Promise The appointment coordinator tells the patient/parent a new patient packet will be mailed to them along with instructions on what is needed before the visit.

Unacceptable Act! The packet never arrives or it shows up after the scheduled appointment.

Promise The patient/parent is told the General Dentist office will be called for a panoramic x-ray prior to the visit. The patient/parent offered to make the call but was assured your office would take care of it.

Unacceptable Act! The patient arrives for the consultation and the appointment coordinator or treatment coordinator forgot to call the dentist’s office for the x-ray.

Promise The appointment coordinator or treatment coordinator knows beforehand the consultation will be for a transfer case. The pertinent information is received on the previous orthodontist so that a request of the patient’s records can be made. You assure the patient/parent the records will be in your office the day of the consult.

Unacceptable Act! The request for transfer records was never made or it was made too late and the records aren’t available to the doctor on the day of the patient’s consultation.

Promise You offer 2 free movie tickets if the patient is kept waiting more than 20 minutes into their appointment time. Or, all of your printed material states “how valuable the patient/parent’s time is” so you “strive to be on time for every appointment.”

Unacceptable Act! Your team will rush to get the patient in any chair to avoid giving away movie tickets. Or you keep the patient waiting after they arrive on time.

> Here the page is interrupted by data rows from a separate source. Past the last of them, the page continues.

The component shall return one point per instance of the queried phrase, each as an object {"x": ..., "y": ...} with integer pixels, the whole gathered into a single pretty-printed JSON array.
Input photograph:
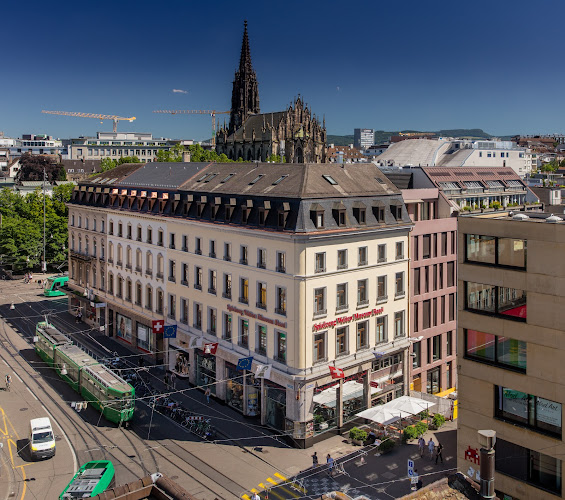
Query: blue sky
[{"x": 495, "y": 65}]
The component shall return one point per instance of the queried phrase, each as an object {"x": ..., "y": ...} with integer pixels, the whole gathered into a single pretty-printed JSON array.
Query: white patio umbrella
[
  {"x": 409, "y": 405},
  {"x": 381, "y": 414}
]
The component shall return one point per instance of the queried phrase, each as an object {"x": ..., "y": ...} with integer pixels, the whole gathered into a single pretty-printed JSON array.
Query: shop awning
[{"x": 351, "y": 390}]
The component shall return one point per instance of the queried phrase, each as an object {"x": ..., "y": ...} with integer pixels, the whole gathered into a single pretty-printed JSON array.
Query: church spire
[
  {"x": 245, "y": 93},
  {"x": 245, "y": 57}
]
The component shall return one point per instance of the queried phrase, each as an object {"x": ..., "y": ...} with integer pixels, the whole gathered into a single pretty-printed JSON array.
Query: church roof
[{"x": 256, "y": 122}]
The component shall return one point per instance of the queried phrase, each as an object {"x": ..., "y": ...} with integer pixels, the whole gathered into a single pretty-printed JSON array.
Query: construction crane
[
  {"x": 114, "y": 118},
  {"x": 211, "y": 112}
]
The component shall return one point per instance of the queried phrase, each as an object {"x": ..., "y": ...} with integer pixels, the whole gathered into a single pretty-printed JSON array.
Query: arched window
[
  {"x": 149, "y": 297},
  {"x": 160, "y": 266},
  {"x": 149, "y": 263},
  {"x": 111, "y": 283},
  {"x": 120, "y": 286},
  {"x": 159, "y": 301},
  {"x": 138, "y": 293},
  {"x": 128, "y": 290}
]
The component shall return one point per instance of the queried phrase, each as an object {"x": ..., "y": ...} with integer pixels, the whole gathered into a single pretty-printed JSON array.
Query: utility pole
[
  {"x": 44, "y": 266},
  {"x": 487, "y": 440}
]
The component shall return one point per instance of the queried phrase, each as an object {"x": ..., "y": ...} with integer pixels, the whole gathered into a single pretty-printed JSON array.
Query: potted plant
[
  {"x": 386, "y": 446},
  {"x": 357, "y": 436},
  {"x": 438, "y": 420}
]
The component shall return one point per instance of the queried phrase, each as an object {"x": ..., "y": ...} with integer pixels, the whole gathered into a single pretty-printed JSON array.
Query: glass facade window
[
  {"x": 493, "y": 349},
  {"x": 509, "y": 252},
  {"x": 491, "y": 299},
  {"x": 530, "y": 466},
  {"x": 528, "y": 410}
]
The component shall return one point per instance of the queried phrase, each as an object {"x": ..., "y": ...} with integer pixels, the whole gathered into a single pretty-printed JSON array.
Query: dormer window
[
  {"x": 360, "y": 212},
  {"x": 339, "y": 213},
  {"x": 317, "y": 215}
]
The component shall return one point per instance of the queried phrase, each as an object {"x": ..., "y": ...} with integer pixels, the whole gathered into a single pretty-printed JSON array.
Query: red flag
[
  {"x": 336, "y": 372},
  {"x": 211, "y": 348},
  {"x": 158, "y": 325}
]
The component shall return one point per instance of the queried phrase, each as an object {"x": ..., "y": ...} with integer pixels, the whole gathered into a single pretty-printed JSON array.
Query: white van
[{"x": 41, "y": 438}]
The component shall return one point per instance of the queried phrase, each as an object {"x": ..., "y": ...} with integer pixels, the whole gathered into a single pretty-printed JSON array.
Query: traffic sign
[{"x": 410, "y": 467}]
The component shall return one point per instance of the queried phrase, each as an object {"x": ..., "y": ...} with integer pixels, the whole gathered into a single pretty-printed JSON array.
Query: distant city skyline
[{"x": 386, "y": 66}]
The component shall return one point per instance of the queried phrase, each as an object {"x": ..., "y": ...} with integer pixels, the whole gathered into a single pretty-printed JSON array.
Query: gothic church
[{"x": 252, "y": 135}]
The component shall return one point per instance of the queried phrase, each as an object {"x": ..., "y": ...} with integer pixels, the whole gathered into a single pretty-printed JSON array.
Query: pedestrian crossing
[{"x": 277, "y": 487}]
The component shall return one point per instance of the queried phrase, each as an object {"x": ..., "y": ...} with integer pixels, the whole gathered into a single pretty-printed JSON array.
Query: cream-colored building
[
  {"x": 511, "y": 349},
  {"x": 299, "y": 267}
]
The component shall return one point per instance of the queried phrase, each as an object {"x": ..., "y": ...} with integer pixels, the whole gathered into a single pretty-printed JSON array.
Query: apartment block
[
  {"x": 299, "y": 267},
  {"x": 511, "y": 346}
]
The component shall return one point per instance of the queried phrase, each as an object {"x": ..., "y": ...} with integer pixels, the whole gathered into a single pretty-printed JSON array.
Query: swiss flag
[
  {"x": 158, "y": 326},
  {"x": 336, "y": 372},
  {"x": 211, "y": 348}
]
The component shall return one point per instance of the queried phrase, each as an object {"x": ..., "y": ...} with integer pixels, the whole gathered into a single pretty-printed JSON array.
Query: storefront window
[
  {"x": 179, "y": 363},
  {"x": 144, "y": 337},
  {"x": 433, "y": 385},
  {"x": 276, "y": 405},
  {"x": 123, "y": 327},
  {"x": 234, "y": 387},
  {"x": 206, "y": 370}
]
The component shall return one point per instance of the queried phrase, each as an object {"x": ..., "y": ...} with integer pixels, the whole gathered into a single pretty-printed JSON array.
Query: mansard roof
[{"x": 252, "y": 194}]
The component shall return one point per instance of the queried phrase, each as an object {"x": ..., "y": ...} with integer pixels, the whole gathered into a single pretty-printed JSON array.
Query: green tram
[
  {"x": 52, "y": 286},
  {"x": 107, "y": 392},
  {"x": 91, "y": 479}
]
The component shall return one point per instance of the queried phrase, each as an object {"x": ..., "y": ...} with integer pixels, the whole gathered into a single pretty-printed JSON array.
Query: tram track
[{"x": 183, "y": 456}]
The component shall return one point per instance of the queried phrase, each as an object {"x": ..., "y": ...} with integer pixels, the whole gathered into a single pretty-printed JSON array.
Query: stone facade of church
[{"x": 252, "y": 135}]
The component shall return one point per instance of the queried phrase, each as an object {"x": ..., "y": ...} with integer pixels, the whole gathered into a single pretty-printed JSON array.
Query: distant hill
[{"x": 383, "y": 136}]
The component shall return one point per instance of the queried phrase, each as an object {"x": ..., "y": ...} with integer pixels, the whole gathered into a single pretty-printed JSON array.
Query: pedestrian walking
[
  {"x": 431, "y": 447},
  {"x": 439, "y": 451},
  {"x": 330, "y": 461},
  {"x": 422, "y": 445}
]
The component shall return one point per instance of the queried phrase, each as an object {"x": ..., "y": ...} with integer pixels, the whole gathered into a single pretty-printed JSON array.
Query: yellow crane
[
  {"x": 114, "y": 118},
  {"x": 211, "y": 112}
]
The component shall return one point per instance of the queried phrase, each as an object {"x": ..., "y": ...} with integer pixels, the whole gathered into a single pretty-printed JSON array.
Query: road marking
[{"x": 34, "y": 396}]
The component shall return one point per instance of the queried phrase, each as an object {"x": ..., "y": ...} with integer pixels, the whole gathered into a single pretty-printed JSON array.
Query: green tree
[{"x": 33, "y": 166}]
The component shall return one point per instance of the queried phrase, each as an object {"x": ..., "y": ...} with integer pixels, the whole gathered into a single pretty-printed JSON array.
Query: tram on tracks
[
  {"x": 92, "y": 478},
  {"x": 105, "y": 390}
]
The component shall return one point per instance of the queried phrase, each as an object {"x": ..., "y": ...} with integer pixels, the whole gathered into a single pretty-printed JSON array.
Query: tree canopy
[
  {"x": 32, "y": 167},
  {"x": 21, "y": 234}
]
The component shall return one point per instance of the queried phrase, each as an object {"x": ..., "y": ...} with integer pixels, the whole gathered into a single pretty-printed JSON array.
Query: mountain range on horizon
[{"x": 382, "y": 136}]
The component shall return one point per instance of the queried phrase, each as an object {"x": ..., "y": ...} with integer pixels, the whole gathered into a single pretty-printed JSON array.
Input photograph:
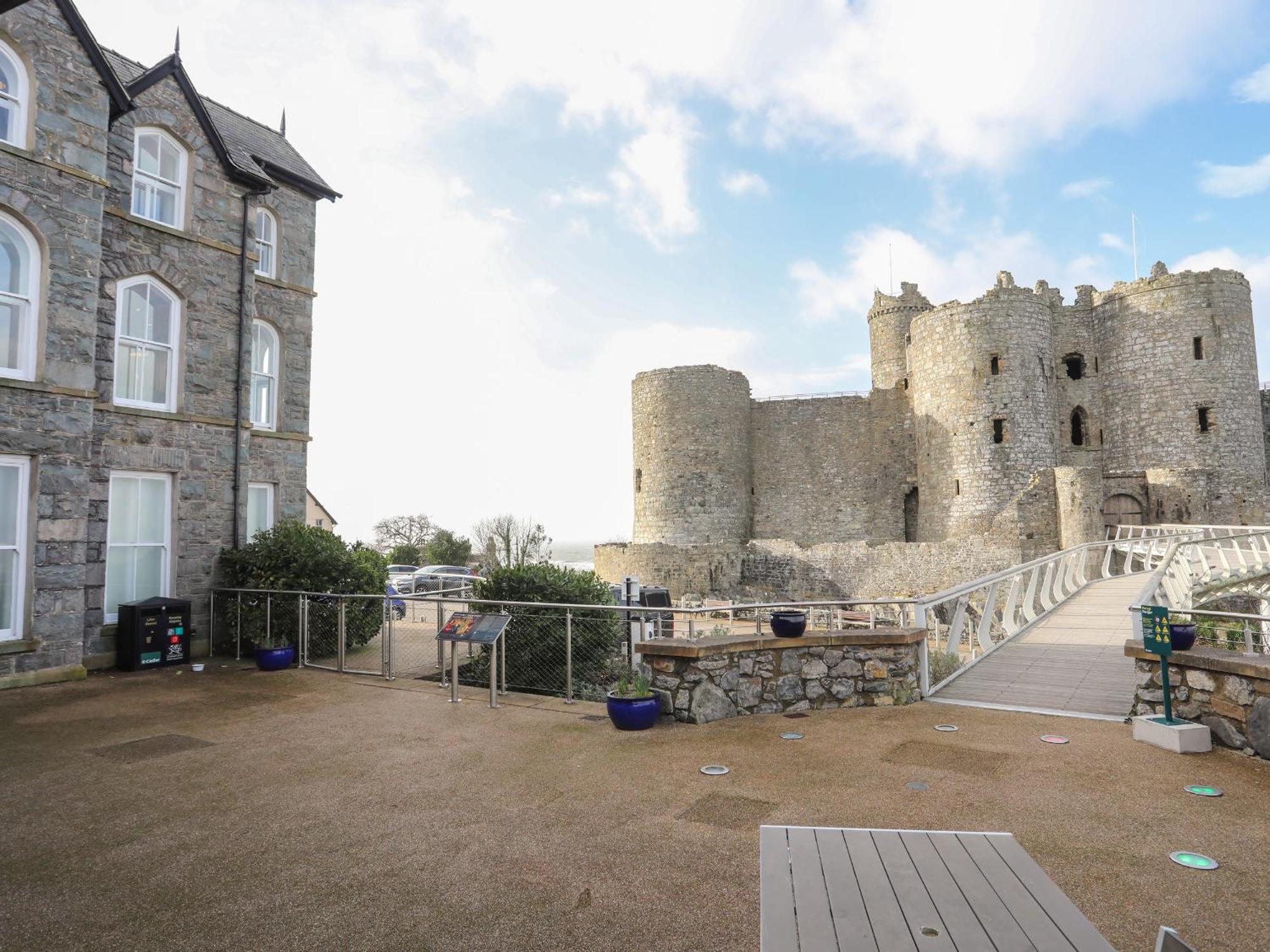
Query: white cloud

Solution: Don’t make promises you have no intentions of keeping. This includes verbal or written promises. Be a practice of integrity and keep your word. Hold yourself and your team accountable. Lead by example. If you’re breaking promises to them, they’ll break promises to your patients.

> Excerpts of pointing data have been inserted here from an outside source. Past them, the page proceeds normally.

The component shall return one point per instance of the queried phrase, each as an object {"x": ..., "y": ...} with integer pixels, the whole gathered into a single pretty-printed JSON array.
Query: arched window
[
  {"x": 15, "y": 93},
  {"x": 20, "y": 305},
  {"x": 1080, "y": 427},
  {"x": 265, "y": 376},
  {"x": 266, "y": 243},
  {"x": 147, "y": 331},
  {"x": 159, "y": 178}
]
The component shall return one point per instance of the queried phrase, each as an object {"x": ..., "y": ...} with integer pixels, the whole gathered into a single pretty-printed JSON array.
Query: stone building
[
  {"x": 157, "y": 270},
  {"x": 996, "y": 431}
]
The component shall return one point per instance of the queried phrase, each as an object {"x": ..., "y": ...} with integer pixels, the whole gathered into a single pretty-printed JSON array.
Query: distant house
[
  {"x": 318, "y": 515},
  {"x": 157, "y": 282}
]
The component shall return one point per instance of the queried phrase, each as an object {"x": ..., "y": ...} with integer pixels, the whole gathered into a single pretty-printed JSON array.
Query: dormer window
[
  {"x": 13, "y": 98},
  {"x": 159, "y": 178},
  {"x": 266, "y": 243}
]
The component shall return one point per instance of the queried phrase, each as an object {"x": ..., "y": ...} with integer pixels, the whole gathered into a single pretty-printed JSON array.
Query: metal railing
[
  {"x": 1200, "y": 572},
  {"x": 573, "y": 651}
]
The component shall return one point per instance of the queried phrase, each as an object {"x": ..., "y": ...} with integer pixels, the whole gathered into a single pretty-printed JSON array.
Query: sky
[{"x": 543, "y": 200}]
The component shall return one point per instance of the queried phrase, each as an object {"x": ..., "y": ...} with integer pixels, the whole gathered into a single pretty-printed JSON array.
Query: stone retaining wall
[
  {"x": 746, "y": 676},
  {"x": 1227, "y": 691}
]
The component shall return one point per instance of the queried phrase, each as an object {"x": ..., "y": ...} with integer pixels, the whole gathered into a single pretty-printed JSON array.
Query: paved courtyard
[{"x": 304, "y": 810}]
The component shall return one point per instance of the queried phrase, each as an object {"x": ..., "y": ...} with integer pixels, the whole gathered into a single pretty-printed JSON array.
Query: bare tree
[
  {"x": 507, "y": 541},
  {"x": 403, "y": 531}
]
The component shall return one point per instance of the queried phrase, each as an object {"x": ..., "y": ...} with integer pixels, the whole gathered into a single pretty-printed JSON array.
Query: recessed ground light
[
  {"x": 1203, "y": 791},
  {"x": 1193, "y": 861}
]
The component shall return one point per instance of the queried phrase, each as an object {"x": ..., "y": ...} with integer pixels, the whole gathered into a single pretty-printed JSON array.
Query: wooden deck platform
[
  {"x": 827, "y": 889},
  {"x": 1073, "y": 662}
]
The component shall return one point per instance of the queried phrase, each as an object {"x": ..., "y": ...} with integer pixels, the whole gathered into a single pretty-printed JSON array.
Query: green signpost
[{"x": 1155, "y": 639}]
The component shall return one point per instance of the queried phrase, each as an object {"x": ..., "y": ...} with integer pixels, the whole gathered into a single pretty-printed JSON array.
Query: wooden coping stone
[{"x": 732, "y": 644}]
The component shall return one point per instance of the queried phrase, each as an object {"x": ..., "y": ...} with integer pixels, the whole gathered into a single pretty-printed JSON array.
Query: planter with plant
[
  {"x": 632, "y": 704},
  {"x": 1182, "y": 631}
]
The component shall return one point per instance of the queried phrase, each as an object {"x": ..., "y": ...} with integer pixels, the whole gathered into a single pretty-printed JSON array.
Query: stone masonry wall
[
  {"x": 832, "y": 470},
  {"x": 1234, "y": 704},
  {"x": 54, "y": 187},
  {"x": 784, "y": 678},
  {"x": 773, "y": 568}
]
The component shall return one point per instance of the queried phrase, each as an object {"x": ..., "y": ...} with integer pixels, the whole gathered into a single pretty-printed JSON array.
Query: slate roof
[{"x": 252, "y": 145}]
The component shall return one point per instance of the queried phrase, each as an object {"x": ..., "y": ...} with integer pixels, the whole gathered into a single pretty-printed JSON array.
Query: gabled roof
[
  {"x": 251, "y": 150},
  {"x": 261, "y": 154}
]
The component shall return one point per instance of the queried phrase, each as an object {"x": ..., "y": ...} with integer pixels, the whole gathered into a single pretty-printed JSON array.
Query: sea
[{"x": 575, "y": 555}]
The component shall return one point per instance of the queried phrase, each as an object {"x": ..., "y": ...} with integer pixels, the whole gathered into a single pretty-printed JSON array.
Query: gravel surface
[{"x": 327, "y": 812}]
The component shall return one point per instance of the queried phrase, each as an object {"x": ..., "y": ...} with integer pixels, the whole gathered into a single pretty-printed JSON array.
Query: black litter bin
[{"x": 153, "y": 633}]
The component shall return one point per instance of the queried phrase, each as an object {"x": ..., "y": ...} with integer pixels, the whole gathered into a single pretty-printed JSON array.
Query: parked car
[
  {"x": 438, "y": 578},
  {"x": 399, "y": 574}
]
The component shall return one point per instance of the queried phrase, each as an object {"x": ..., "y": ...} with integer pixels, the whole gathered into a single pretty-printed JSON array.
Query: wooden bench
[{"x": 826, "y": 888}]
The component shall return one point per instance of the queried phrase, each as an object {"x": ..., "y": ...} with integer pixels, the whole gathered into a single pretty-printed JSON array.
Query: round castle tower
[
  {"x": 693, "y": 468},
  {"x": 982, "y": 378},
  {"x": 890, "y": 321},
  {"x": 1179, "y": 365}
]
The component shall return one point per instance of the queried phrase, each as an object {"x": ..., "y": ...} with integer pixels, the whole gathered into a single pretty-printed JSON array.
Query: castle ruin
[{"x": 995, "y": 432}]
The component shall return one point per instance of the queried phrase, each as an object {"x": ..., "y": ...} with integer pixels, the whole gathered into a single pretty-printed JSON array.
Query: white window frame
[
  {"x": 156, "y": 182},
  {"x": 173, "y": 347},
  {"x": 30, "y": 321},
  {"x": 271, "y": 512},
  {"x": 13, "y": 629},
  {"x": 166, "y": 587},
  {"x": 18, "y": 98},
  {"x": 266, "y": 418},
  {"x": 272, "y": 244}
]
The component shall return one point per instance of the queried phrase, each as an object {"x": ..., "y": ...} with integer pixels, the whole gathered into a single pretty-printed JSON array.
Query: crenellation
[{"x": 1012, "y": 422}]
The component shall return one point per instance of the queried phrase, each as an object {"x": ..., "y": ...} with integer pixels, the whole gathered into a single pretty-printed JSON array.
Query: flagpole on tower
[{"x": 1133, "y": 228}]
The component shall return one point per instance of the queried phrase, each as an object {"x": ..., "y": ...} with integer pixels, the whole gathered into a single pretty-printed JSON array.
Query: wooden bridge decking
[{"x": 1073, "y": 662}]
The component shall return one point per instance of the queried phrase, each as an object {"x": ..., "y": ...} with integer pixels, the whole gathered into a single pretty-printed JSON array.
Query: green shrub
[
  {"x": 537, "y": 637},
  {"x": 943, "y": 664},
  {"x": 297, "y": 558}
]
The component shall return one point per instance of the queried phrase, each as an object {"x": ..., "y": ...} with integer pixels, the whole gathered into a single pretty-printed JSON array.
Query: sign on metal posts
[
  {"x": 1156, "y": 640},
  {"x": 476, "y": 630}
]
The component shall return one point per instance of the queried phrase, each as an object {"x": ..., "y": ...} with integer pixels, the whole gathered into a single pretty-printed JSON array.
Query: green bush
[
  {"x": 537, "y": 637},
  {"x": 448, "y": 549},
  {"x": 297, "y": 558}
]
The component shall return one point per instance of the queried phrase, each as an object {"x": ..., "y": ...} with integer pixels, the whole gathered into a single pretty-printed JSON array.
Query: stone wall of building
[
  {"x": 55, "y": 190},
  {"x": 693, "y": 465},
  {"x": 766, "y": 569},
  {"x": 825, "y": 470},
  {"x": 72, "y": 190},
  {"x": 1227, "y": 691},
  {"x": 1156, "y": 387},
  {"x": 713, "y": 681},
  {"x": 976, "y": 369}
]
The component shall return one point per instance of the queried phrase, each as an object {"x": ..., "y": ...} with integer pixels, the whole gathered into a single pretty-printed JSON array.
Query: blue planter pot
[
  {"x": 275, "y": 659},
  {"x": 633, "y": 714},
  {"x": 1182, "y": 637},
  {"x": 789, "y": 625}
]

Key ingredients 3, 4 and 5 will be published in the very near future. If you are unable to wait, send an email request and I will be happy to share the remaining ingredients with you, in advance. Begin “wowing” your new patients straightaway! And please, do not limit this exhilarating feeling to your new patients! Once they are enrolled in treatment, it takes the same care to keep them. They will increase your new patient flow with more referrals if they are made to feel special. A patient-centered practice creates Practice Ambassadors!